Barak got what he wanted. At least for now.

Last week, Sens. Jon Kyl (R-Ariz.), Joseph Lieberman (D-Conn.), Connie Mack (R-Fla.) and Charles Schumer (D-N.Y.) had the votes to cut $100 million from the State Department's budget if the president did not declare that "the United States now formally recognizes Jerusalem as the capital of Israel and that it is United States policy that Jerusalem should remain undivided."

The measure also would have required the United States to "carry out official ambassadorial functions in the city of Jerusalem, Israel."

The senators had already postponed similar action until after the Israeli elections, but now had the ability to advance their cause.

The American Israel Public Affairs Committee seemed stuck. It wanted to support Barak but also could not abandon its allies, which it had helped put out on a legislative limb.

With the support of the Clinton administration, a compromise eventually was struck under which the senators would quietly add their amendment to the State Department Appropriations bill through a procedure that did not require a vote.

All parties expected that the measure would be dropped before the bill reached the president's desk.

In the end, the amendment was not included in the bill due to an objection from Sen. Robert Byrd (D-W.Va.).

There was no public debate, no floor vote and no public confrontation with the White House.

Barak, on this issue, had gotten his wish.

Jewish political activists working against Barak's calls for leniency will likely to run into obstacles on Capitol Hill now, where at least one senior senator is dismissing their efforts.

"It's time for them to realize where we are — Israel, the United States, the Palestinians– in terms of negotiations and direction," Sen. Frank Lautenberg (D-N.J.) said in a telephone interview.
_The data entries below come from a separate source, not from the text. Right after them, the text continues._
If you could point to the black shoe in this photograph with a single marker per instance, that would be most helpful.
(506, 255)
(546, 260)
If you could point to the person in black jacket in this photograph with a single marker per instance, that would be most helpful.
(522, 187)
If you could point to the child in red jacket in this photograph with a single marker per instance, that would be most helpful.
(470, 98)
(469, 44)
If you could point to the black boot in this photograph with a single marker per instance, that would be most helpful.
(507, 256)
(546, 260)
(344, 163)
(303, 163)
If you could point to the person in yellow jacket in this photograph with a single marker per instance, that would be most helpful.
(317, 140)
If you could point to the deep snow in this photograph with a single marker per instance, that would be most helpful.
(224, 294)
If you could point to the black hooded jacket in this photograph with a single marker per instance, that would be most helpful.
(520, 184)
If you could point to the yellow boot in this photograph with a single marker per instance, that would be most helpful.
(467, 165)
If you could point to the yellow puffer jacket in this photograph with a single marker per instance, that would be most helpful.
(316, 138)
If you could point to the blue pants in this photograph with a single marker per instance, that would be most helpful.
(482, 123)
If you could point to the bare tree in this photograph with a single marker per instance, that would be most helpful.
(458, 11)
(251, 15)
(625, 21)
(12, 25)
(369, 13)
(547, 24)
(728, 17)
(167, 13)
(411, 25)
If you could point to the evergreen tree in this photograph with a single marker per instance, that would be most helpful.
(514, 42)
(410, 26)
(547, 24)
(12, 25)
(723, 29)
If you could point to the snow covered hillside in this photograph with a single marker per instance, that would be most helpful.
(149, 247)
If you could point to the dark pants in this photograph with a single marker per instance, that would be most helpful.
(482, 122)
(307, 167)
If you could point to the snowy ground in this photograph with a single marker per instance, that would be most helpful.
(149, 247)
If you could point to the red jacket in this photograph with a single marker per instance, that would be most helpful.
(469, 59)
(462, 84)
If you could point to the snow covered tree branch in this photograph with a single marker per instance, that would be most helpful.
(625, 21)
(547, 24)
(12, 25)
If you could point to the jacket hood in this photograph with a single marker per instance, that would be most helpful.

Lautenberg clearly does not expect that the entire Jewish community will unite behind Barak.

"We will never have in the Jewish community– even if there are only three people — we will never have unanimity."

By not forcing the embassy issue last week, AIPAC was able to send a message to Capitol Hill that the days of confrontation — a hallmark of the last three years under former Prime Minister Benjamin Netanyahu — were over.

The pro-Israel lobby, which had been widely criticized by some of Barak's top advisers last year for fomenting unnecessary battles with the Clinton administration, had delivered on its promise to support the Barak government.

This was "a decision that reflects the need to reconcile the need to move the embassy with Israel's pursuit for peace with its neighbors," a senior AIPAC official said on the condition that his name not be used.

Sensitive that it would be accused of going soft on Jerusalem, the AIPAC official stressed that the group is "never going to abandon the effort to move the U.S. Embassy to Jerusalem."

But, the official said, "we are moving in a prudent and moderate manner to achieve that objective."

Instead of voting on the issue, 84 senators wrote a letter last week to urge Clinton to move the embassy.

"Jerusalem is Israel's capital, a fact that should have been recognized long ago by putting our embassy there," stated the letter released last Friday.

Clinton has promised not to move the embassy until the Palestinians and Israelis resolve the issue of Jerusalem in final-status talks.

More congressional action on Jerusalem is expected in the months to come.

Martin Indyk, the U.S. assistant secretary of state for Near Eastern affairs, went on the offensive this week and asked the Jewish community to "do its part" to support the peace process.

"All of us are obliged to do all that we can to help Arabs and Israel come to terms," Indyk said in a speech to Hadassah delegates gathered in Washington on Monday for their annual conference.

"The Bible says first we have to make peace at home. We need peace in our own community, our own American Jewish community."